Debt Consolidation – A Wolf In Sheep’s Clothing?

Consumer debt has reached record highs in the United States over the past generation. While previous generations valued savings, the United States has become a consumer society valuing instant gratification over sound financial planning. If it sounds as if I am speaking from experience, I am.

One consequence of this phenomenon is that debt consolidation has become increasingly popular over nearly all sectors of society, particularly the middle class. “Debt consolidation” simply means taking out a single loan to pay off all of your existing debts. This loan may be a bank loan, a second mortgage, a credit card, or any other type of loan. This procedure simplifies repayment, but more importantly it can save the debtor a lot of money if the loan is extended at an interest rate that is lower than the average interest rate of the debtor’s current loans.

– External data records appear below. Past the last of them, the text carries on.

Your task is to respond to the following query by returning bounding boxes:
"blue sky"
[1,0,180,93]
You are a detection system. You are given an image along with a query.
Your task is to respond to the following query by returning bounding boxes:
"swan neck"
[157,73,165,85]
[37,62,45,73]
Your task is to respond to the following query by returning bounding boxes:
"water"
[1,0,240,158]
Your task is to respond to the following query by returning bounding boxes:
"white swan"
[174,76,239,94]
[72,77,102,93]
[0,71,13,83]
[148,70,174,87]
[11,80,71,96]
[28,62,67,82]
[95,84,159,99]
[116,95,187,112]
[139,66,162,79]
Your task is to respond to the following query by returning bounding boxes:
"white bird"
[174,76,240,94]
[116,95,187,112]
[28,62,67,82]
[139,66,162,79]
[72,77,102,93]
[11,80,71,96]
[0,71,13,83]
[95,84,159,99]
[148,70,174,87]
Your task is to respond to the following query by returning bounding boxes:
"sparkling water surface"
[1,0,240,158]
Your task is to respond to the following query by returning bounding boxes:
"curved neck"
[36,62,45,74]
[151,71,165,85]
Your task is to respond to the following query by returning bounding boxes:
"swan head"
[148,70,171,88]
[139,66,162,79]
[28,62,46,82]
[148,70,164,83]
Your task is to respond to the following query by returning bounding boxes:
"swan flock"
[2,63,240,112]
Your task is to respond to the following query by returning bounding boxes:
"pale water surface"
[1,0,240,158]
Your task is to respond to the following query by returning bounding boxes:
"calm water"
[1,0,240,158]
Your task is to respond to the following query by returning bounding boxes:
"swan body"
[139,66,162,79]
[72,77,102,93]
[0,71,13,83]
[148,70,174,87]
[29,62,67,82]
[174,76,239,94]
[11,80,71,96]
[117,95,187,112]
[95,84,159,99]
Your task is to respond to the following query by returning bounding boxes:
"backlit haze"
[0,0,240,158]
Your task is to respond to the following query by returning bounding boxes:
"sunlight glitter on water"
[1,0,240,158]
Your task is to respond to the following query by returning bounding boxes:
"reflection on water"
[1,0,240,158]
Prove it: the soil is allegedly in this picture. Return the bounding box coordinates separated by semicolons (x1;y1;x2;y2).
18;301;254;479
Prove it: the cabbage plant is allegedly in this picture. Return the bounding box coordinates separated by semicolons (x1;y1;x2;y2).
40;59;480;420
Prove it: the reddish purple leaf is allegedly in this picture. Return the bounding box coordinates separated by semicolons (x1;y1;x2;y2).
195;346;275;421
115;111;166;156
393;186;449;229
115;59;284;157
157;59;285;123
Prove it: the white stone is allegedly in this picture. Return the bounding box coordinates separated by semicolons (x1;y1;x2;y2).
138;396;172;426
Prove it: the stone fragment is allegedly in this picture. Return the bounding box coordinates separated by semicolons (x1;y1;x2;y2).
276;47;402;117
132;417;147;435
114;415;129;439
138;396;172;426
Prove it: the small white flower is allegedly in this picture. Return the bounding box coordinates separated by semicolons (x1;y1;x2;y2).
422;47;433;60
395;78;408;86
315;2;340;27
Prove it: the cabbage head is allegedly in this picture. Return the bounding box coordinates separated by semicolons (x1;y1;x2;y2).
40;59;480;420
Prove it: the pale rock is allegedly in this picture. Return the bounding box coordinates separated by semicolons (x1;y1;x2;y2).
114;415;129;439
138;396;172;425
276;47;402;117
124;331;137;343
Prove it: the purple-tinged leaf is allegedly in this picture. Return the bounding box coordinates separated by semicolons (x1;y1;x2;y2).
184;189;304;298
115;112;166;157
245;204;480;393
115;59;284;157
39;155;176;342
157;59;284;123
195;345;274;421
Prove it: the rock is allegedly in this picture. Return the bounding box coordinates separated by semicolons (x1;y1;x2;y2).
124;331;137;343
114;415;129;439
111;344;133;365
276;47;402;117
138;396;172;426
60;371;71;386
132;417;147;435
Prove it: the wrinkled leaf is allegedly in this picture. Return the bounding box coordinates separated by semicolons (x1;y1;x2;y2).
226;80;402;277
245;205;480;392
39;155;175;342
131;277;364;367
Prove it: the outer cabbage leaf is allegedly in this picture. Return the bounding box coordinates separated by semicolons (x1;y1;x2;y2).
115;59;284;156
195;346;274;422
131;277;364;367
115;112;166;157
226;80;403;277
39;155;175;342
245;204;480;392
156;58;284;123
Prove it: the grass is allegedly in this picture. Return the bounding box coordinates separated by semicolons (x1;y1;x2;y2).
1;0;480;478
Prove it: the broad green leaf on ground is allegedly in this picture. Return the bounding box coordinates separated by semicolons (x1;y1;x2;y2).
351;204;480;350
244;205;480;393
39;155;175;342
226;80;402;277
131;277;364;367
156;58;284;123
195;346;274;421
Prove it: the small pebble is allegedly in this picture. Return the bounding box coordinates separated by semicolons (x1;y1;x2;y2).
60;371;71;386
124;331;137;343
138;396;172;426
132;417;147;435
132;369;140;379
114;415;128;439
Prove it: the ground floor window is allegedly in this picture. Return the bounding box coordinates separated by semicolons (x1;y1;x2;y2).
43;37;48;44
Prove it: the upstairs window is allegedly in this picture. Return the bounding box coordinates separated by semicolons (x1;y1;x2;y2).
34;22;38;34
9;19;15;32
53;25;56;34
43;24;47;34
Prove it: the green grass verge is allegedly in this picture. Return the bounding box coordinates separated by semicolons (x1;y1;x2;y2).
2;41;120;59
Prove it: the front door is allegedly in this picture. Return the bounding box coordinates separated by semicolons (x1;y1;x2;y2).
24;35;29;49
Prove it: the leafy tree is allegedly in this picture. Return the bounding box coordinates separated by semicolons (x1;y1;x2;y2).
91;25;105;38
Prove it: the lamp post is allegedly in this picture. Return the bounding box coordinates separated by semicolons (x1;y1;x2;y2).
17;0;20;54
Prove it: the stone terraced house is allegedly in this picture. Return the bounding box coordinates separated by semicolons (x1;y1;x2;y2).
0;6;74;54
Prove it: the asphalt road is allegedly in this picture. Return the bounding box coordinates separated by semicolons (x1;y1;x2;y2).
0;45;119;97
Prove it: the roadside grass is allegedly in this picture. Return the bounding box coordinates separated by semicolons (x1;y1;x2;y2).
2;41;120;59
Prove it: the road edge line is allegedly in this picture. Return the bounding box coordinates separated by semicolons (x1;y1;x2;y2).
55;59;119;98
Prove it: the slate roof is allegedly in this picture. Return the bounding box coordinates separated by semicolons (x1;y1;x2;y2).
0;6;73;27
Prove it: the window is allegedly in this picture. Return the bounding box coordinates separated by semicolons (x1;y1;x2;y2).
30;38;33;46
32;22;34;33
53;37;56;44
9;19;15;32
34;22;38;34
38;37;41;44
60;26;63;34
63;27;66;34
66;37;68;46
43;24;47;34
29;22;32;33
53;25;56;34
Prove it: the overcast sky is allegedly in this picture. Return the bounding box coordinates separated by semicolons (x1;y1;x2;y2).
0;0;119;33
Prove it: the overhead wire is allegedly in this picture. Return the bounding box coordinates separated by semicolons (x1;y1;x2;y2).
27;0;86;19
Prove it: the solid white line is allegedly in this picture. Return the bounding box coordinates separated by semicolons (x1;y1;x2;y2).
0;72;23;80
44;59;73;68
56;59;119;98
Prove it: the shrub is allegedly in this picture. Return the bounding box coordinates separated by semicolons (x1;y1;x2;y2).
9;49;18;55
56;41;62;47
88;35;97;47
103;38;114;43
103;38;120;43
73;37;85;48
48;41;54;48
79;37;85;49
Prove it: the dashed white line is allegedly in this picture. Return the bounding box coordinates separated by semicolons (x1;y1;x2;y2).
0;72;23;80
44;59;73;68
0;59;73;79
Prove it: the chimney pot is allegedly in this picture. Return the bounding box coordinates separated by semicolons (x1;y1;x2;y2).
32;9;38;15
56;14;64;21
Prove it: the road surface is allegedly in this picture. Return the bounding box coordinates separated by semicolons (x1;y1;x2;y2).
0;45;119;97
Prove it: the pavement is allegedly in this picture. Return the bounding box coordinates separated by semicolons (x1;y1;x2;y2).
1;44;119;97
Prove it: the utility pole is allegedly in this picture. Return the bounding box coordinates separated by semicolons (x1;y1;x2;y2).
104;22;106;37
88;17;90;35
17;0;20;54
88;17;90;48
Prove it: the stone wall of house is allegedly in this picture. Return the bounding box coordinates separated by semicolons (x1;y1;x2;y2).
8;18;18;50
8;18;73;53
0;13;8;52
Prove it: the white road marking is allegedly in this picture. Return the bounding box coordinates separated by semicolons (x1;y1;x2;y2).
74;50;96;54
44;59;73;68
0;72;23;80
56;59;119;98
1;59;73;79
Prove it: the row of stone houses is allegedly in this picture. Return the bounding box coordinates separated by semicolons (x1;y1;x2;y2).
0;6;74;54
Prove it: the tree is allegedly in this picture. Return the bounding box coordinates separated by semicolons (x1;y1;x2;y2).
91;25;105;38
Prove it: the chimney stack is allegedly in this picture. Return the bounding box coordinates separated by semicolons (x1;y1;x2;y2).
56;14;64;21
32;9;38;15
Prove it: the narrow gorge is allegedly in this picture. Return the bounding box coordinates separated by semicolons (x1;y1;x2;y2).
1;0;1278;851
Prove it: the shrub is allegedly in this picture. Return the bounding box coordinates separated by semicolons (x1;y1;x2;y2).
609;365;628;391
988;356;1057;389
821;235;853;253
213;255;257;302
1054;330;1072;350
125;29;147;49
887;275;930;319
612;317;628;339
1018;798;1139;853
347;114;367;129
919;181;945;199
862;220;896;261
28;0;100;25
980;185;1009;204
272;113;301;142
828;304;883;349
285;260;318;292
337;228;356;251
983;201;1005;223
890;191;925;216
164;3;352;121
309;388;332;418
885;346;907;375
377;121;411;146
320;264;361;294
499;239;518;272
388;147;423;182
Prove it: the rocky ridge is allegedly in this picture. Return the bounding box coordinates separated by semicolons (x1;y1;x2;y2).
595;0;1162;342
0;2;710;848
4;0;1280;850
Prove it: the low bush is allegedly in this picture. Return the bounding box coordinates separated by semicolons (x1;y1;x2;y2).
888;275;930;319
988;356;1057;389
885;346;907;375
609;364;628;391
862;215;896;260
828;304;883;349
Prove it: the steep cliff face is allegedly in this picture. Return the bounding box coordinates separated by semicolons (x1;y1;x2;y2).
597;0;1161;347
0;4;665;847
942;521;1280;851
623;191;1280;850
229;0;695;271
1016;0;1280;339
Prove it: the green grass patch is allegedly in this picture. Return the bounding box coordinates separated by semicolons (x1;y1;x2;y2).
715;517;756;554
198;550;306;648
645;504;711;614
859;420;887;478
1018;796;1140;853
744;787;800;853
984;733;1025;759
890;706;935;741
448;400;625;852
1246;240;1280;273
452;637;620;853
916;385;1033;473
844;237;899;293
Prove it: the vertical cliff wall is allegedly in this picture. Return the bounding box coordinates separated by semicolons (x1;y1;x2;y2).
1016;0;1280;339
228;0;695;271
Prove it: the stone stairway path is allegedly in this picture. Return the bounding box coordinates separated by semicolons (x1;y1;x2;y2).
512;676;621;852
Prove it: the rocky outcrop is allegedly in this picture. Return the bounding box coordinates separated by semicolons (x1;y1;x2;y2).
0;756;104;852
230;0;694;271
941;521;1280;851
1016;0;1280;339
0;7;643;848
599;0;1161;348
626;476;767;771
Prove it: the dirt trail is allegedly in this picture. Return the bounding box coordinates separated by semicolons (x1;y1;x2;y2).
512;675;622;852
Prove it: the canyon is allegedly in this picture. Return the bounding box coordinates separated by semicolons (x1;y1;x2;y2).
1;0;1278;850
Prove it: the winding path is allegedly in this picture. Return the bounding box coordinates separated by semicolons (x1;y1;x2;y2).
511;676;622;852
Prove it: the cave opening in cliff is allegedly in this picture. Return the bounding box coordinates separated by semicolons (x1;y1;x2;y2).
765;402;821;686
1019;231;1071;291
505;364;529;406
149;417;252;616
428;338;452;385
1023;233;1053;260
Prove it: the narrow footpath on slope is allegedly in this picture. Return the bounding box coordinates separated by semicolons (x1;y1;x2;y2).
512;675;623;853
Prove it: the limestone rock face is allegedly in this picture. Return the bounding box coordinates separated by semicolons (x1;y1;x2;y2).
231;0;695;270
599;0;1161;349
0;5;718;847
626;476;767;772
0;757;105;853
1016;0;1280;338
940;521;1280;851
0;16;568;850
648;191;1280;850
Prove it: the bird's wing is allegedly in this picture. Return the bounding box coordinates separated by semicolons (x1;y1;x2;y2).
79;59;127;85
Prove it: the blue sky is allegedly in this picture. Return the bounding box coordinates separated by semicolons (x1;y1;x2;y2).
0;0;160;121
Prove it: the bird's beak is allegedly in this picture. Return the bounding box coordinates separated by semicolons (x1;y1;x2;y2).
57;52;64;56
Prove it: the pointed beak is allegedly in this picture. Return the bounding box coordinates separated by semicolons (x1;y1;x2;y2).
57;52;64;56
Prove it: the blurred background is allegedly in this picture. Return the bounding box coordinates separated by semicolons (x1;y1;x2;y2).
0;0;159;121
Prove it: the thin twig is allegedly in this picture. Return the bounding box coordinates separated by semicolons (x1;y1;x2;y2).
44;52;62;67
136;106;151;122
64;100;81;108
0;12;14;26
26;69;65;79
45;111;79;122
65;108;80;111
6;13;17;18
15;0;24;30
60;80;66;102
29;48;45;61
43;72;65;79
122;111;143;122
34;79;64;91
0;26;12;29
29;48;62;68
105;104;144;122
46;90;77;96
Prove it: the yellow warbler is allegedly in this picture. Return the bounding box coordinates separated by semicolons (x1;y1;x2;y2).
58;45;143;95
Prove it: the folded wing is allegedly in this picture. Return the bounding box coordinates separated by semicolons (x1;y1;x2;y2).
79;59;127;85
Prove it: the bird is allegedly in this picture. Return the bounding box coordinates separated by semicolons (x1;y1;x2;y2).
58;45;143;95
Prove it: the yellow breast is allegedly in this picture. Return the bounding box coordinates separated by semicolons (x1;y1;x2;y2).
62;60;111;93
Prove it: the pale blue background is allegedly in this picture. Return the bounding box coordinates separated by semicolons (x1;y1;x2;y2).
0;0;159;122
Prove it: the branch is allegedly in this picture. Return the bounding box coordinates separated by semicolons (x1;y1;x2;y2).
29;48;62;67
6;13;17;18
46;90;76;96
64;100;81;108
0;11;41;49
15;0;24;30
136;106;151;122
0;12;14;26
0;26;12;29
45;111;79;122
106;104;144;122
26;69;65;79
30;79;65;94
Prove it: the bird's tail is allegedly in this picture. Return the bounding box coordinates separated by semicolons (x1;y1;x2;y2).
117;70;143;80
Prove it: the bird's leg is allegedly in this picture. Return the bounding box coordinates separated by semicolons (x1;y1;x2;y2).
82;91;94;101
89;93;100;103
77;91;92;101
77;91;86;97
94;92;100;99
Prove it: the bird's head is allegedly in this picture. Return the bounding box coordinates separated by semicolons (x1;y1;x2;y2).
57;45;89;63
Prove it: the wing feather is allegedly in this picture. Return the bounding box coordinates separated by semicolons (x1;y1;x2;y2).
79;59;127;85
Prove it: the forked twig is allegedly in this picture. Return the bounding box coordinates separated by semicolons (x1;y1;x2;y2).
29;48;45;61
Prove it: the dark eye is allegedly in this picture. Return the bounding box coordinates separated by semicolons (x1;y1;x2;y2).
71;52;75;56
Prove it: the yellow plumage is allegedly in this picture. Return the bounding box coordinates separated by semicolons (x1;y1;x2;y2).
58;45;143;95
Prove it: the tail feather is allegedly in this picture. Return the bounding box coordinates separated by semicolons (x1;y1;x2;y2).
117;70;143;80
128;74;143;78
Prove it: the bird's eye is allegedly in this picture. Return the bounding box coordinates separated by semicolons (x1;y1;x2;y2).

Opinions are divided on the wisdom of debt consolidation. Some commentators note that the motivation for a debt consolidation loan is simply to allow the debtor to continue spending and borrowing, often leaving the debtor in a worse position that before consolidation. More prudent debtors, however, will use their interest savings to pay off their debts, thus lowering their debt burden while at the same time improving their credit rating. Accordingly, the opinion of this author as to the wisdom of debt consolidation comes down to a simple question: Why are you doing it?

Before taking out a debt consiolidation loan, consider the following:

1. Will the proposed debt consolidation loan allow you to pay significantly lower interest? Do the math and come up with a number. How much money will you be saving?

2. What will you do with the money? At least some of it (preferably all of it) should be earmarked to pay off the debt for which the loan has been taken out.

3. What will you do once your debt burden decreases and your credit improves? Avoidance of debt is like losing weight – quick fixes don’t work; permanent lifestyle changes are required.